Cutting the time to complete wells has driven innovation throughout the process, and Solaris Oilfield Infrastructure has turned its inventive engineering focus toward moving, storing and blending sand.
“What we’re trying to do is help our customers be more efficient,” said Scott Lambert, vice president of engineering at Solaris.
But a host of factors can contribute to nonproductive time (NPT), including blender repair and inefficiencies in transferring sand from trucks into storage silos.
Solaris wanted to find more ways to reduce NPT from equipment and a lack of sand, Lambert said.
So, Solaris developed the “AutoBlend,” which is an integrated electric blender with a solid uptime record and the “Top Fill” bucket elevator for transferring sand into each company’s vertical silos.
“There’s been a push in the industry for electric blenders.” —Scott Lambert, Solaris
“There’s been a push in the industry for electric blenders,” Lambert said.
That is because conventional blenders powered by diesel engines are prone to issues that cause NPT, he said. Problems include engine, motor and hydraulic failures.
Lambert said the AutoBlend’s electrical design means the mechanical parts are simpler because drive lines, gear boxes and other components are not required.
“It really simplifies things on the blender itself,” he said.
Stripped down blender
The blender can be powered by a diesel generator, natural gas or field gas.
The AutoBlend design places an electronics room outside the blender that houses the controls, the high-power switchgear and drives for the motor.
“We stripped down the blender to what a blender does. Blend water and sand,” Lambert said.
And because the AutoBlend was designed to operate in conjunction with Solaris’ vertical sand silos, the blender does not require sand screws or a hopper. The blender has three tubs, which is supported by the company’s six-pack silo design.
“You don’t have to keep the hopper full. Our 2.5 million-pound storage system, that is our hopper,” Lambert said.
And without the presence of sand screws, there is no worry about bearings going bad, he said.
In fact, sand screws are one of the leading causes of NPT for blenders, he said.
And because of how common blender problems are, it is not uncommon for operators to have multiple blenders on standby while one blender is pumping.
These blenders are working harder than ever, he said, because the total volumes previously pumped in a year may now be pumped in just a month with wells drilled horizontally rather than vertically, he said.
“It’s much harder on frac equipment now than it was in the ’90s or even the early 2000s,” Lambert said.

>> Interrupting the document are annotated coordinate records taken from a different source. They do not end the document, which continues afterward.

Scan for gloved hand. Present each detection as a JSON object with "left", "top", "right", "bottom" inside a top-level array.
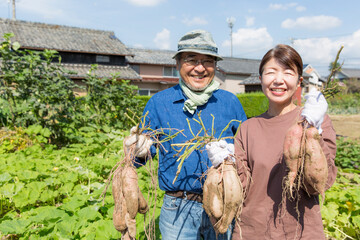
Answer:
[
  {"left": 301, "top": 88, "right": 328, "bottom": 134},
  {"left": 124, "top": 126, "right": 153, "bottom": 158},
  {"left": 205, "top": 140, "right": 234, "bottom": 167}
]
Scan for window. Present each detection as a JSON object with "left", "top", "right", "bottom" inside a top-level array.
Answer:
[
  {"left": 163, "top": 67, "right": 179, "bottom": 77},
  {"left": 130, "top": 65, "right": 140, "bottom": 74},
  {"left": 138, "top": 89, "right": 158, "bottom": 96},
  {"left": 96, "top": 55, "right": 110, "bottom": 63}
]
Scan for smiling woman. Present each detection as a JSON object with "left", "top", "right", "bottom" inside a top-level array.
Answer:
[
  {"left": 233, "top": 45, "right": 337, "bottom": 239},
  {"left": 177, "top": 52, "right": 215, "bottom": 91}
]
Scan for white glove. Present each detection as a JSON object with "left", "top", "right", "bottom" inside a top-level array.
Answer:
[
  {"left": 124, "top": 126, "right": 153, "bottom": 158},
  {"left": 301, "top": 88, "right": 328, "bottom": 134},
  {"left": 205, "top": 140, "right": 234, "bottom": 167}
]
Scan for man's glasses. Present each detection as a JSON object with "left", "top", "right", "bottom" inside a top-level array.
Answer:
[{"left": 184, "top": 58, "right": 216, "bottom": 68}]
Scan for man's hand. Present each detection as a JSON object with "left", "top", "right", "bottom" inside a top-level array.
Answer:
[
  {"left": 301, "top": 88, "right": 328, "bottom": 134},
  {"left": 205, "top": 140, "right": 234, "bottom": 167},
  {"left": 124, "top": 127, "right": 153, "bottom": 158}
]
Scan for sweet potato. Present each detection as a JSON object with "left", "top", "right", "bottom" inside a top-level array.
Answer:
[
  {"left": 112, "top": 166, "right": 149, "bottom": 236},
  {"left": 138, "top": 188, "right": 149, "bottom": 214},
  {"left": 121, "top": 167, "right": 139, "bottom": 219},
  {"left": 203, "top": 160, "right": 244, "bottom": 233},
  {"left": 214, "top": 162, "right": 244, "bottom": 233},
  {"left": 112, "top": 169, "right": 127, "bottom": 231},
  {"left": 283, "top": 123, "right": 303, "bottom": 193},
  {"left": 203, "top": 167, "right": 224, "bottom": 221},
  {"left": 304, "top": 127, "right": 328, "bottom": 196}
]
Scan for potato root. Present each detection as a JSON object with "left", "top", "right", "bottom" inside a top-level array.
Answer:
[
  {"left": 203, "top": 160, "right": 244, "bottom": 233},
  {"left": 112, "top": 166, "right": 149, "bottom": 239},
  {"left": 121, "top": 167, "right": 139, "bottom": 219},
  {"left": 304, "top": 127, "right": 328, "bottom": 196},
  {"left": 112, "top": 169, "right": 127, "bottom": 231},
  {"left": 284, "top": 123, "right": 328, "bottom": 198},
  {"left": 284, "top": 123, "right": 303, "bottom": 196},
  {"left": 203, "top": 167, "right": 224, "bottom": 221}
]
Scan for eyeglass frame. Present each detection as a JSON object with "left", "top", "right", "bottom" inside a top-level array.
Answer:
[{"left": 182, "top": 57, "right": 217, "bottom": 68}]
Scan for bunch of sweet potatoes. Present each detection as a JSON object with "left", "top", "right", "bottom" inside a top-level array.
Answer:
[
  {"left": 284, "top": 123, "right": 328, "bottom": 197},
  {"left": 203, "top": 160, "right": 244, "bottom": 233},
  {"left": 112, "top": 166, "right": 149, "bottom": 239}
]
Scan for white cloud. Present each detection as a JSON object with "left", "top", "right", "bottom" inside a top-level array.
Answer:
[
  {"left": 126, "top": 0, "right": 166, "bottom": 7},
  {"left": 293, "top": 29, "right": 360, "bottom": 72},
  {"left": 246, "top": 17, "right": 255, "bottom": 27},
  {"left": 295, "top": 6, "right": 306, "bottom": 12},
  {"left": 154, "top": 28, "right": 170, "bottom": 50},
  {"left": 269, "top": 2, "right": 306, "bottom": 12},
  {"left": 16, "top": 0, "right": 65, "bottom": 19},
  {"left": 182, "top": 17, "right": 208, "bottom": 26},
  {"left": 222, "top": 28, "right": 273, "bottom": 55},
  {"left": 281, "top": 15, "right": 341, "bottom": 30}
]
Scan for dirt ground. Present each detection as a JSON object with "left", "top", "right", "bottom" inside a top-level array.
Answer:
[{"left": 330, "top": 114, "right": 360, "bottom": 139}]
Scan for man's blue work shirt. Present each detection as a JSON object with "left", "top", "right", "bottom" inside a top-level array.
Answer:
[{"left": 139, "top": 85, "right": 246, "bottom": 193}]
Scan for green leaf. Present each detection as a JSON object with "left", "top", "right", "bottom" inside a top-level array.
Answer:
[
  {"left": 0, "top": 172, "right": 12, "bottom": 183},
  {"left": 321, "top": 202, "right": 339, "bottom": 223},
  {"left": 76, "top": 206, "right": 102, "bottom": 221},
  {"left": 12, "top": 42, "right": 20, "bottom": 51},
  {"left": 29, "top": 206, "right": 69, "bottom": 223},
  {"left": 351, "top": 216, "right": 360, "bottom": 229},
  {"left": 17, "top": 170, "right": 39, "bottom": 181},
  {"left": 60, "top": 198, "right": 86, "bottom": 213},
  {"left": 0, "top": 219, "right": 31, "bottom": 235}
]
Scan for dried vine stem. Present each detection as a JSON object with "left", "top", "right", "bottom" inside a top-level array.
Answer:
[
  {"left": 100, "top": 109, "right": 182, "bottom": 240},
  {"left": 171, "top": 111, "right": 241, "bottom": 184},
  {"left": 321, "top": 46, "right": 344, "bottom": 98}
]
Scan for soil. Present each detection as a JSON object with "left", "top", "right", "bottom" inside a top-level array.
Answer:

AutoBlend has been available now for about 18 months, and down time related to the AutoBlend has been in single-digit hours per month, Lambert said.
“We’ve faced some headwinds in adoption, much like we did when the sand storage happened,” he said.
The pushback comes from the fact that pressure pumping customers already own blenders. And, if a customer has three to four blenders supporting every frac fleet, “a lot of capital is invested in those blenders,” Lambert said.
He said Solaris understands the pushback, but also sees the value of the AutoBlend. It is available on a lease basis.
“For every four blenders working, we want one spare in the field but that’s on us. The customer is not having to pay for that,” he said.
Loading up from Permian to Rockies
The six-pack silo system can now be filled using Solaris’ Top Fill mobile bucket elevator, and the method saves time and money, Lambert said.
The challenge is how to get sand from bottom-drop trailers up to the top of a 50-foot silo without using long conveyor belts.
“If the silo is 50 feet tall, you’ve got a 100-foot-long conveyor belt feeding it from the ground. It takes up a lot of space,” Lambert said.
Bottom-drop trailers can offload 55,000-pound payloads using the Top Fill elevator in just over four minutes.
“If you have the trucks lined up, we can deliver sand into the sand silo faster than the sand is being delivered to the blender,” Lambert said. “It’s a real space-saving piece of equipment. It’s really compact.”
Solaris’ first Top Fill unit came out in January 2022. More than 20 have been manufactured, working in South Texas, the Permian Basin, Wyoming and the Rockies, and Solaris has more Top Fill units planned in its 2023 build program.
Development of the Top Fill started when Solaris considered the possibility of top-loading wet sand as the last mile of sand delivery became increasingly critical.
Top Fill is moving normal dry frac sand every day, “but we’re performing tests with wet sand now,” Lambert said.